I have a horn-shaped coffee mug, because of course I do. It wasn’t an unusual occurrence to see me wandering the halls of the funeral home, raising the horn with an enthusiastic round of “Hail the dead! Hail the fallen!” My Mennonite boss would only roll his eyes and sigh.
I’ve been lucky in my life to work with and for people who accept my beliefs. I’ve never had any push back or negativity, people just accept it as who I am and how I live, even if I tend to be a little tongue-in-cheek with it.
This morning, however, I did have a little bit of push back, but it didn’t bother me none. Bothered Loki, though, just enough to prove a point. One of the managers came to me with “a mission from God.” My knee jerk response? “Which god?”

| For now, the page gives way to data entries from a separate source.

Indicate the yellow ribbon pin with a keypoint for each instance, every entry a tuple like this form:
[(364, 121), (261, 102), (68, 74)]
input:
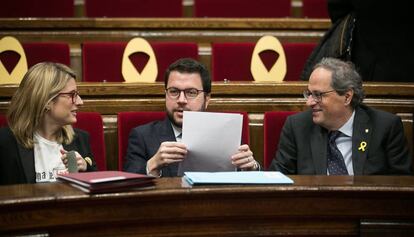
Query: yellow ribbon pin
[(362, 146), (88, 160)]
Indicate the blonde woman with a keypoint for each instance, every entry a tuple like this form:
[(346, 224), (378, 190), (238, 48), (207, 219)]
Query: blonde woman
[(40, 133)]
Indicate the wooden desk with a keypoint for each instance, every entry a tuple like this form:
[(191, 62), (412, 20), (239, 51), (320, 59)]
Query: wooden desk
[(314, 205)]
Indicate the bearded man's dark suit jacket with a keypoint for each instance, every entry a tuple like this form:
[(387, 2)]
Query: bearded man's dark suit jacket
[(143, 143), (303, 145), (17, 165)]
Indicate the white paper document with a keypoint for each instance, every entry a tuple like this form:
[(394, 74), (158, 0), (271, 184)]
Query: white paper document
[(211, 140), (242, 177)]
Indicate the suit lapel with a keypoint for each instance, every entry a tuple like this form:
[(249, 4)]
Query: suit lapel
[(361, 137), (166, 131), (318, 146), (27, 160)]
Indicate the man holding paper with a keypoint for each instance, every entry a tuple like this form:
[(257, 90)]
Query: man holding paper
[(155, 148)]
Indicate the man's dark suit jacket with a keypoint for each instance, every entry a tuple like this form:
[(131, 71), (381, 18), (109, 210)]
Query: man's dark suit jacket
[(303, 145), (17, 165), (144, 142)]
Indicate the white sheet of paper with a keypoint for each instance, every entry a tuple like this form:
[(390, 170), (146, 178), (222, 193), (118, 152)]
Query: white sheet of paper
[(211, 140)]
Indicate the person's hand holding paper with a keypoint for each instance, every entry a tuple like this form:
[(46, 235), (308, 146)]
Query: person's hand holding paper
[(212, 140)]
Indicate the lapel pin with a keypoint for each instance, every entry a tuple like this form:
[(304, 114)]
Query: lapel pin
[(362, 145)]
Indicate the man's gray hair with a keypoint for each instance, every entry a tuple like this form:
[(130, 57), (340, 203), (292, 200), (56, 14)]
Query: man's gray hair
[(344, 77)]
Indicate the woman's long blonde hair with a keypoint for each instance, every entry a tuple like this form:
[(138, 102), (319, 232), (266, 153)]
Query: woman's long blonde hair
[(40, 85)]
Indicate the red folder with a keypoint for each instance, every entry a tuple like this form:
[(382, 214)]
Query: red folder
[(107, 181)]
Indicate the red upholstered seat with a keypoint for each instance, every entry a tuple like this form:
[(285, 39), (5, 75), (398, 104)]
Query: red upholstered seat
[(242, 8), (102, 61), (37, 52), (272, 126), (134, 8), (3, 120), (37, 8), (129, 120), (315, 9), (231, 61), (93, 124)]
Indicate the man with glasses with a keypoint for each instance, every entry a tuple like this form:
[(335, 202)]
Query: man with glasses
[(155, 148), (339, 135)]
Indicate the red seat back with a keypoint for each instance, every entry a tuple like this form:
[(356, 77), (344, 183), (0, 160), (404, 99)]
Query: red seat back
[(231, 61), (272, 127), (102, 61), (3, 120), (126, 122), (36, 8), (242, 8), (134, 8), (315, 9), (37, 52), (93, 124)]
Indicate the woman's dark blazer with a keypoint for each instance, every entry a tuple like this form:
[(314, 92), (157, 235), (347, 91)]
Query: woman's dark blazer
[(17, 164)]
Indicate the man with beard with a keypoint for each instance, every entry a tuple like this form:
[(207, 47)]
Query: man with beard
[(155, 148), (339, 135)]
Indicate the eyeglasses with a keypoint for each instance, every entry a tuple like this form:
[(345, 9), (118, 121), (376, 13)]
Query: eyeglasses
[(317, 96), (174, 93), (73, 95)]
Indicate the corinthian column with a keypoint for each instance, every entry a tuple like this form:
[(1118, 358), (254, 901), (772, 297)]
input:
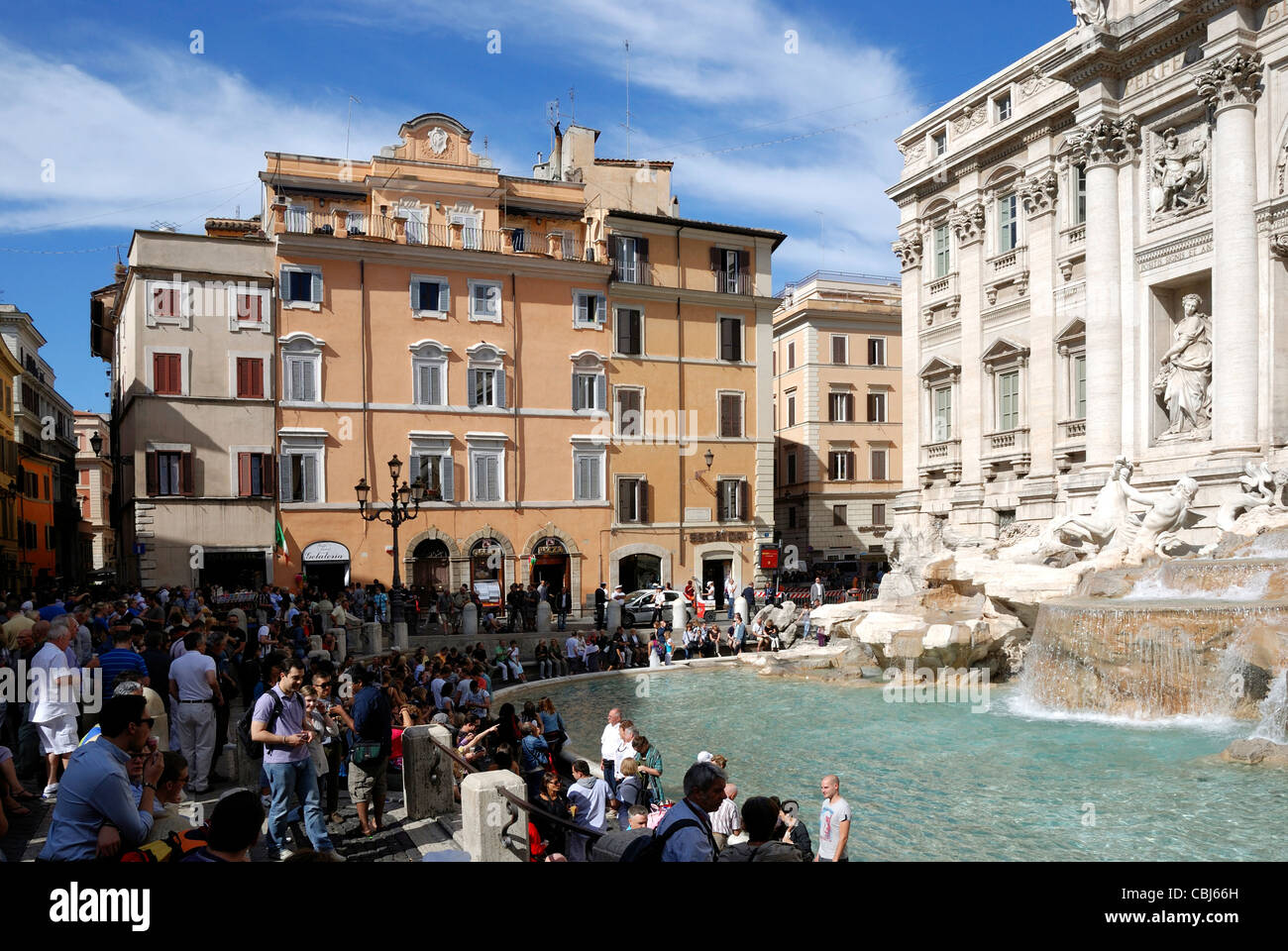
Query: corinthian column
[(1102, 145), (1232, 85)]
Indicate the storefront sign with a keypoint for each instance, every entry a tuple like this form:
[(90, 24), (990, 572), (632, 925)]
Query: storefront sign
[(326, 552), (703, 538)]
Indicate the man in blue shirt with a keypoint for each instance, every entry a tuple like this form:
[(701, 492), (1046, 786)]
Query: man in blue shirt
[(123, 658), (95, 789), (686, 829)]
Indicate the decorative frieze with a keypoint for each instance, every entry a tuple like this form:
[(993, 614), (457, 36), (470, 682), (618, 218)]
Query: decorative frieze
[(1106, 141), (1233, 80)]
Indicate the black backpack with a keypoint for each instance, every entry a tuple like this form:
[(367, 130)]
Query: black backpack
[(638, 844), (253, 748)]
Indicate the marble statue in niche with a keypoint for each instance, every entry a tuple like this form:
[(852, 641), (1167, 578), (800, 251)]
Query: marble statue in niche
[(1179, 174), (1184, 385)]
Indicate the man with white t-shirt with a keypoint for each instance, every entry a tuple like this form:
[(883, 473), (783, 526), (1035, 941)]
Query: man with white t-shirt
[(608, 742), (54, 687), (193, 690), (833, 823)]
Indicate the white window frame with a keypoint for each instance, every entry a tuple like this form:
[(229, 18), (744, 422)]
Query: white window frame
[(266, 359), (742, 337), (617, 412), (187, 304), (301, 347), (597, 305), (438, 446), (300, 442), (313, 270), (580, 451), (441, 315), (500, 300), (184, 368), (482, 448), (266, 308), (742, 412), (872, 468), (1000, 102), (617, 311)]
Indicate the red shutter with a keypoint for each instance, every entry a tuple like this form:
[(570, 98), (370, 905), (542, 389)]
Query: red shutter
[(153, 474), (185, 474)]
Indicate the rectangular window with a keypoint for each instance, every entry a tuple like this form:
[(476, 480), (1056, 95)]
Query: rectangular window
[(254, 474), (943, 254), (167, 373), (250, 308), (876, 351), (840, 407), (588, 392), (429, 382), (485, 300), (630, 411), (300, 379), (297, 286), (1009, 401), (876, 407), (1008, 223), (1080, 195), (168, 474), (588, 470), (630, 331), (730, 415), (299, 476), (1080, 385), (485, 475), (631, 500), (250, 377), (730, 500), (589, 309), (840, 466), (943, 414), (879, 466), (840, 348), (730, 338), (429, 295)]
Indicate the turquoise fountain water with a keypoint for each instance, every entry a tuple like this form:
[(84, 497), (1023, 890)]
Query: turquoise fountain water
[(935, 781)]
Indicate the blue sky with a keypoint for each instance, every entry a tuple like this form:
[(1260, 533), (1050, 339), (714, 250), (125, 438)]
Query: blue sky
[(137, 128)]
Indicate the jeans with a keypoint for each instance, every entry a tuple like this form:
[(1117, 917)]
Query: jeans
[(296, 778)]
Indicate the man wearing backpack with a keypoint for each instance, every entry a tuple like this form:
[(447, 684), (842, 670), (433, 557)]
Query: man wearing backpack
[(686, 830), (278, 723)]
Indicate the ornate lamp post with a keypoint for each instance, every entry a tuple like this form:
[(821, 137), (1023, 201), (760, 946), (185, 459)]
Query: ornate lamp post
[(403, 506)]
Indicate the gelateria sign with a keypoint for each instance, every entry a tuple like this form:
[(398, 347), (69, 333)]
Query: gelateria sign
[(326, 552)]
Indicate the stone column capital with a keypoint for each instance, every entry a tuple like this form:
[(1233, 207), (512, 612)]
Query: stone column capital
[(1233, 80), (1106, 141)]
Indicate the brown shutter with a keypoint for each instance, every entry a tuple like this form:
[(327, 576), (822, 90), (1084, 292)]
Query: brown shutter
[(185, 474)]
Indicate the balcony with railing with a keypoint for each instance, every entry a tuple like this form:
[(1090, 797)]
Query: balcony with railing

“Mmmmmm, Loki, since you seem to like him. He can be a god for today.”
“He’s always a god. What do you need done?”
He rolled his eyes, and gave me instructions. I followed them to a tee, but something borked up in the process.We got it resolved, and with a heavy sarcastic tone, he said, “Praise Loki.”
“Careful with that, dude,” I said.
Five minutes later, he comes slinking back to my desk. “I, uh, I have to leave for a bit. My son’s school is being evacuated for a gas leak.”
Thirty-odd minutes pass, and he returns with his tail between his legs, two children in tow. I grinned and shook my finger at him. “Told you to be careful. Can’t say you weren’t warned.”
“Yeah, I know.”
You don’t have to believe in someone/something in order for it to exist. You also don’t have to honor something just because it does exist. Just don’t be an ass about it. And for the love of all the gods, don’t mock the God of Mischief unless you don’t mind having your children hang around with you at work.
I don’t care if someone is flippant about the path I follow or the gods I honor. Doesn’t affect me one way or the other. But if you’re going to be sarcastic about a sarcastic god, just don’t be surprised when he pays attention. The twerp’s fluent in sarcasm, and he’ll respond in kind if the mood strikes.
I can safely deal with him in a sardonic tone because I keep him flush in coffee and donuts. My wry expression is one of adoration. Mock him because you think he’s a joke? Enjoy your spontaneous “Take Your Children to Work Day!”
And as I was writing, he just came back over to my desk all hangdog-like and said, “I didn’t mean to be sarcastic about Loki.” Peace be with you, man. Peace be with you.